The SGP is in the crosshairs of this political conspiracy because it uncovered the right-wing networks at the highest levels of the German political establishment and demonstrated how the ruling class in Germany is once again reviving its fascist traditions. The AfD was systematically built up, and its right-wing extremist refugee, war and domestic policies were implemented by the governments of Angela Merkel and Olaf Scholz. In the book Why Are They Back?, which examines the return of fascism in Germany, we explained:
If the ruling elite’s conspiracy in 1933 was based on an existing fascist movement, today the opposite is true. The rise of the AfD is the product of such a conspiracy. It cannot be understood without examining the role of the government, the state apparatus, the parties, the media and the ideologues in the universities that pave the way for it.
The book deals in particular with how the atrocities of the Nazis are being trivialised at German universities in order to make right-wing extremist positions acceptable and to cleanse German militarism of its historic crimes so as “to revive the goals [of German imperialism] of two world wars.”
When we criticized Humboldt Professor Jörg Baberowski for declaring in Der Spiegel that Hitler was “not vicious” and that the Holocaust was essentially the same as mass shootings during the Russian civil war, representatives of all parliamentary parties and most media outlets jumped to the side of the far-right professor. When dozens of student councils and thousands of students adopted the SGP’s criticism and protested against right-wing extremist doctrine, the secret service intervened and put the SGP on the list of extremist organizations.

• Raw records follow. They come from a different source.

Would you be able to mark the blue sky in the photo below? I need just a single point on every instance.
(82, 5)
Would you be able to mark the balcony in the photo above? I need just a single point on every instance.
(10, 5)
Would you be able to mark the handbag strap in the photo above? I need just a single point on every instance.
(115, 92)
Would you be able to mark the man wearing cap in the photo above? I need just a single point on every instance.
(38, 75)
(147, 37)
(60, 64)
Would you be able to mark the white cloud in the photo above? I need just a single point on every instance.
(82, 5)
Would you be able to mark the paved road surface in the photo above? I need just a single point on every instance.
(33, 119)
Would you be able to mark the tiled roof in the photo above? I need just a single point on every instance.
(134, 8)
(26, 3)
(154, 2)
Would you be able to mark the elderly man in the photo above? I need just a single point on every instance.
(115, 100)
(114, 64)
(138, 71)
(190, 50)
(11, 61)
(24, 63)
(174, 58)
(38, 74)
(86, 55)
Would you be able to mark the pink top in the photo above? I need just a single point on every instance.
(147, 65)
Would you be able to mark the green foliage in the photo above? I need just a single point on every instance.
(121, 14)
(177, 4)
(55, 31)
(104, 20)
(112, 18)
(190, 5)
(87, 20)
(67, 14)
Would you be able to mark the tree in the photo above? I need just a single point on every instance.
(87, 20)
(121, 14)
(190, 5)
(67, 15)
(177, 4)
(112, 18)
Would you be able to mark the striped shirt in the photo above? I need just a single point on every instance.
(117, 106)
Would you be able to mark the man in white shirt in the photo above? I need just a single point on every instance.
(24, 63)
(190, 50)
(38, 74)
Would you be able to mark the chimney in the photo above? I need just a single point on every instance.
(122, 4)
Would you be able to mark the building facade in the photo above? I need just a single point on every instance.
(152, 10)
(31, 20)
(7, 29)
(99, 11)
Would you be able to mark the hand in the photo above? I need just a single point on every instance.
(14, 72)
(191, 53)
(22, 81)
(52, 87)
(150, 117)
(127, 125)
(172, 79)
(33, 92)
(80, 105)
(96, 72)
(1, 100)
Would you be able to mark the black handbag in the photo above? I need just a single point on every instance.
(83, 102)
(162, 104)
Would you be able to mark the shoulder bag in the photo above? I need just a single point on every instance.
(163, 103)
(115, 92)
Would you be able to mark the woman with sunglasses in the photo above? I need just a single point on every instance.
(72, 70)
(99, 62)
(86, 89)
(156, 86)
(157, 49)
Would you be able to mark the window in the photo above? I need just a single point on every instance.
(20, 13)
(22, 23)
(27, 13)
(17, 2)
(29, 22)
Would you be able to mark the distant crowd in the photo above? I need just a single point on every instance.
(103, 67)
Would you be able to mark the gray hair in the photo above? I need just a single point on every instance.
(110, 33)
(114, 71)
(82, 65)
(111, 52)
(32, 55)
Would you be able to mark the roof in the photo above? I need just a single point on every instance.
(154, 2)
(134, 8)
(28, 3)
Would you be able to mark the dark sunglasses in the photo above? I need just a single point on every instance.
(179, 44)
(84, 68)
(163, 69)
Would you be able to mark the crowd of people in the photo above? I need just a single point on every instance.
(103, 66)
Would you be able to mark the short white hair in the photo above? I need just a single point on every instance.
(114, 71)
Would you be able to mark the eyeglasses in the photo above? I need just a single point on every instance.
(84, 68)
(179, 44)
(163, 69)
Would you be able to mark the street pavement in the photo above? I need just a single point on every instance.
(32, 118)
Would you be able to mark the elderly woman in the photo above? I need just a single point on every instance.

The Maassen case shows how correct our assessment was. The right-wing extremist terrorist networks in the state apparatus and the fascist AfD are not foreign bodies in an otherwise healthy organism, but the worst symptoms of a terminally sick system. As in the first half of the 20th century, capitalism leads to extreme forms of inequality and increasingly brutal imperialist wars. This is evident in the NATO war against Russia and Israel’s genocide against the Palestinians.
The German ruling class is once again playing a particularly aggressive role in the global eruption of imperalist war. It is openly preparing for a direct war against Russia and is massively rearming the military to make Germany “able to wage war” again. In refugee policy, too, the programme of the extreme right has long been government policy. As recently as 18 January, the Bundestag, with the votes of the governing SPD, Green, and FDP coalition parties, passed the so-called “Repatriation Improvement Act,” which lays the basis for the mass deportation of refugees.
This ruthless policy can only be enforced with the methods of dictatorship and fascism against the enormous opposition of the population. That is why the far right is strengthened and courted by all parties—not only in Germany, but all over the world. Everywhere, the ruling class is turning to dictatorial forms of rule.
But resistance to this is also growing all over the world. The mass demonstrations that have been taking place against the AfD for weeks show how great the opposition to the return of fascism and war is in Germany. But they also pose the question of political perspective in the most urgent possible terms. In the struggle against the fascist right, no trust can be placed in the bourgeois state apparatus and the parties that defend it and capitalism and court the right. Only an international movement of the working class against capitalism can stop war and fascism.